Age plays a role too, though not always in the direction you’d expect. Young dogs have rapidly growing bone that heals quickly, sometimes in as little as three to four weeks. Older dogs heal more slowly and are more likely to develop arthritis at the fracture site afterward. That said, even senior dogs routinely survive hip fractures and return to comfortable daily life, particularly with appropriate pain management.
Possible Long-Term Complications
The most common lasting effect is some degree of arthritis in the affected hip. A fracture that heals with even slight misalignment changes the joint mechanics permanently, and over months or years this can lead to stiffness, especially in cold weather or after long rest periods. Anti-inflammatory medications can manage this effectively in most dogs.
A small percentage of dogs develop a persistent limp or abnormal gait. Research consistently puts this number in the low single digits for conservatively managed fractures. Nerve damage from the initial trauma is another possibility, particularly with severe fractures that displaced bone fragments toward the nerves running through the pelvic canal. Signs include dragging a foot or loss of sensation in the toes.

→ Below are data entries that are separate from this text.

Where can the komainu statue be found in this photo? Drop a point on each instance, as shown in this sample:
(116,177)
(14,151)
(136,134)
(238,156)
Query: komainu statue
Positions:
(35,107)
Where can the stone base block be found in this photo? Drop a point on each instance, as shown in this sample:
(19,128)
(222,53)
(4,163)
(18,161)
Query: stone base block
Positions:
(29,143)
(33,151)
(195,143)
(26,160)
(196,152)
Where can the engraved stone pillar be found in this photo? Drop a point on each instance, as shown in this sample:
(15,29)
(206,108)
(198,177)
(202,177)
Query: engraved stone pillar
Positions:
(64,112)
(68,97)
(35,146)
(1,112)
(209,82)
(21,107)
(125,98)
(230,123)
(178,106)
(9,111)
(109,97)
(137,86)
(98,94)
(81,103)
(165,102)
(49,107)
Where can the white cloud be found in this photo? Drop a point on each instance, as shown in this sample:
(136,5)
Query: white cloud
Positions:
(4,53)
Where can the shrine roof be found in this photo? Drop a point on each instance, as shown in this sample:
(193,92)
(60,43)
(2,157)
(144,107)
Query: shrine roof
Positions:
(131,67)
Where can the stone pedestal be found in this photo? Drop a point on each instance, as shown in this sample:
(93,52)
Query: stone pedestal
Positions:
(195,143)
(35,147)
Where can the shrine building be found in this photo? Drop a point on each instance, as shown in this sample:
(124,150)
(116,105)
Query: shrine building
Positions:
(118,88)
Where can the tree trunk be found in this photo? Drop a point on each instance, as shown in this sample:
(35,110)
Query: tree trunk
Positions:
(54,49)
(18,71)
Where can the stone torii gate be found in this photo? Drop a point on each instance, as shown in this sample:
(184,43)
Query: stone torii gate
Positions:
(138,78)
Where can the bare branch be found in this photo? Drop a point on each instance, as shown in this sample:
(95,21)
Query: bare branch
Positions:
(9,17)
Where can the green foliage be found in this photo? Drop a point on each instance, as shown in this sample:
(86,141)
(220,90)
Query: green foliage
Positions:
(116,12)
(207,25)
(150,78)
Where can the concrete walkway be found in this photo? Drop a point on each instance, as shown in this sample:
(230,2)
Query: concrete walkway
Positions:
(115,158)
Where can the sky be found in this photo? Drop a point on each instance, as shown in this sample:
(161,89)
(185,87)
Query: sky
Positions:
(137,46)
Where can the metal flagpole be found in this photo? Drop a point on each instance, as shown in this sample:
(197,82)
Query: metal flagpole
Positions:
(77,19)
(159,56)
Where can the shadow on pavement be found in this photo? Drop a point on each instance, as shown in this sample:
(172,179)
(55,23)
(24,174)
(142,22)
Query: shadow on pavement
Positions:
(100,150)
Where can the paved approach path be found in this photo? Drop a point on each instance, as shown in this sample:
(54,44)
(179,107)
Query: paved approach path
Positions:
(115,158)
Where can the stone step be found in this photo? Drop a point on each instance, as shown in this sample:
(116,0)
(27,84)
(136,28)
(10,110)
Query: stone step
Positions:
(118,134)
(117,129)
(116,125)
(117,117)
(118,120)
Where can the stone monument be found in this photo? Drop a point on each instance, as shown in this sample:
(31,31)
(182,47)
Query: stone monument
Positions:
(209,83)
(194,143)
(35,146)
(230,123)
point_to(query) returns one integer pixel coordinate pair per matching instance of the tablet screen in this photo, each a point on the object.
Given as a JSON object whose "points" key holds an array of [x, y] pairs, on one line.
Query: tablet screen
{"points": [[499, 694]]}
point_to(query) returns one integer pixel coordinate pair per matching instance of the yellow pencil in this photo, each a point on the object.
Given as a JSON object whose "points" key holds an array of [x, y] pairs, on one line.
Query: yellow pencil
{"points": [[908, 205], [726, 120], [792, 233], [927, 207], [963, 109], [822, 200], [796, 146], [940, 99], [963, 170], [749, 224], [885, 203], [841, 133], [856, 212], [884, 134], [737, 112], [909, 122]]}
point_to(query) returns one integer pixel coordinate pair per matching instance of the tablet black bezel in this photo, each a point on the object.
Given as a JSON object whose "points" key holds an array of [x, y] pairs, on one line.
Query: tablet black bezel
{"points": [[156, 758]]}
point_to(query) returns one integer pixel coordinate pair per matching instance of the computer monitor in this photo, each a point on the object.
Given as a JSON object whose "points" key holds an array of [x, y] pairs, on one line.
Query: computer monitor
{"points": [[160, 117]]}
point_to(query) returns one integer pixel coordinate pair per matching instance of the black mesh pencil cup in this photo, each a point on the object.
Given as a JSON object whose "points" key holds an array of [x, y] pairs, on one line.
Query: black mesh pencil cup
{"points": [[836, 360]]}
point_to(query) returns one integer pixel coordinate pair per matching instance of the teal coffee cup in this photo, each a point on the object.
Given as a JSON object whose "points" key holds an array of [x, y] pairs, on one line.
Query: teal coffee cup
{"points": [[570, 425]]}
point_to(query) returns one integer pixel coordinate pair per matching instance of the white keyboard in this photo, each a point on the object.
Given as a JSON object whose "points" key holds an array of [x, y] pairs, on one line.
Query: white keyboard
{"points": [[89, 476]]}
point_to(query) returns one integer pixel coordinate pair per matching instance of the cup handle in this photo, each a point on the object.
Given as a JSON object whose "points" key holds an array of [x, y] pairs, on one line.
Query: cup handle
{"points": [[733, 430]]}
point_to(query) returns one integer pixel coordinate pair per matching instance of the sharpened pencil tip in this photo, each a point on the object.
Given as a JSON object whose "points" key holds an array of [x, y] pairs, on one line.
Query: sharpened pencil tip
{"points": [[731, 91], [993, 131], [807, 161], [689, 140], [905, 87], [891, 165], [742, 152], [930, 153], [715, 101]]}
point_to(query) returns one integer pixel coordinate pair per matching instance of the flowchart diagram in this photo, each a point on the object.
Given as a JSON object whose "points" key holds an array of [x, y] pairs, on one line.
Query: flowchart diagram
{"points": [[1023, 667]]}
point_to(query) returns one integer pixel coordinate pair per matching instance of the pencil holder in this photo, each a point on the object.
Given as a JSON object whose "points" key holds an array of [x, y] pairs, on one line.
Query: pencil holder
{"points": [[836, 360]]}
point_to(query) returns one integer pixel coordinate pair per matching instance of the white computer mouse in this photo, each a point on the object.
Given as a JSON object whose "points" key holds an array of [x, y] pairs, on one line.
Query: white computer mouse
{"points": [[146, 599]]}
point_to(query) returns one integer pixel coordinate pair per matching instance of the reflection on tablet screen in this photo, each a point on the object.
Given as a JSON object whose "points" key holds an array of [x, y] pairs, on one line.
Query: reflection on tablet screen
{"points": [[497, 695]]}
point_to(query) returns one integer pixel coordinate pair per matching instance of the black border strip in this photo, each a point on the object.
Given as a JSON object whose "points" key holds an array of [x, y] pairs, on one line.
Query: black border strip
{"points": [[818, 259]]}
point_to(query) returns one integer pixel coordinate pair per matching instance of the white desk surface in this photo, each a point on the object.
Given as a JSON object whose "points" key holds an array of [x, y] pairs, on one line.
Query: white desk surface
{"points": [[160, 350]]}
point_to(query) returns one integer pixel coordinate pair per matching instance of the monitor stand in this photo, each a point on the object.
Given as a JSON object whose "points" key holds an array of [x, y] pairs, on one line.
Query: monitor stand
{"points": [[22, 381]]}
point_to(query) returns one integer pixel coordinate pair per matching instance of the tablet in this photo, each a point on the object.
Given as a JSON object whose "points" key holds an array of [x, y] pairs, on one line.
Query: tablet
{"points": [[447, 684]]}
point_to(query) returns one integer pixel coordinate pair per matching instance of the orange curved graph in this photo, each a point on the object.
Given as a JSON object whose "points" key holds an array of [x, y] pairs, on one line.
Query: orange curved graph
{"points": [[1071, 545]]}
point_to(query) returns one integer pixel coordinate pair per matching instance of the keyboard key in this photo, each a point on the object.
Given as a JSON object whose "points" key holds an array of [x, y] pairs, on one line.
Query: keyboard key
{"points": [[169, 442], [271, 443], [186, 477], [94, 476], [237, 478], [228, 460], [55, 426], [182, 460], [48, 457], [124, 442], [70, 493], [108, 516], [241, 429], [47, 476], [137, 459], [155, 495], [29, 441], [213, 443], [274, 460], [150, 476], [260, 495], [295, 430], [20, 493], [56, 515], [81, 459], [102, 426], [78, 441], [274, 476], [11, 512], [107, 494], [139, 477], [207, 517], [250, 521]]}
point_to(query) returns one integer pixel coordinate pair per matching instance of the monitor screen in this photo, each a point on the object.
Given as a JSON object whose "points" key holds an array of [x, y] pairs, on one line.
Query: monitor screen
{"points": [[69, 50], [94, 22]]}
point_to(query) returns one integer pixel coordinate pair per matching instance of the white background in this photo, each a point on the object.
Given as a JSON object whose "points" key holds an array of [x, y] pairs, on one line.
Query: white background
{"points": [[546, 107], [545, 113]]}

Some nerve injuries resolve on their own over weeks to months; others are permanent but manageable.
Narrowing of the pelvic canal is a complication specific to pelvic fractures. If the bones heal in a position that reduces the diameter of the canal, your dog may have difficulty passing stool. This is one of the key reasons vets monitor healing with follow-up X-rays and may recommend surgery for fractures that appear likely to narrow the canal significantly.
What to Watch for in the First 24 Hours
Hip fractures in dogs almost always result from significant trauma: being hit by a car, a bad fall, or a collision at high speed. The fracture itself is survivable, but the bigger danger in the immediate aftermath is internal injuries you can’t see. Internal bleeding, organ damage, and shock kill more dogs after traumatic accidents than the broken bones do. If your dog has been in a traumatic accident, getting to a vet within hours matters more than anything you do at home. Pale gums, rapid shallow breathing, a distended abdomen, or collapse are signs of an emergency beyond the fracture.
Once your vet has ruled out life-threatening internal injuries and stabilized your dog, the broken hip becomes a problem with a good prognosis. The vast majority of dogs not only survive but return to happy, active lives.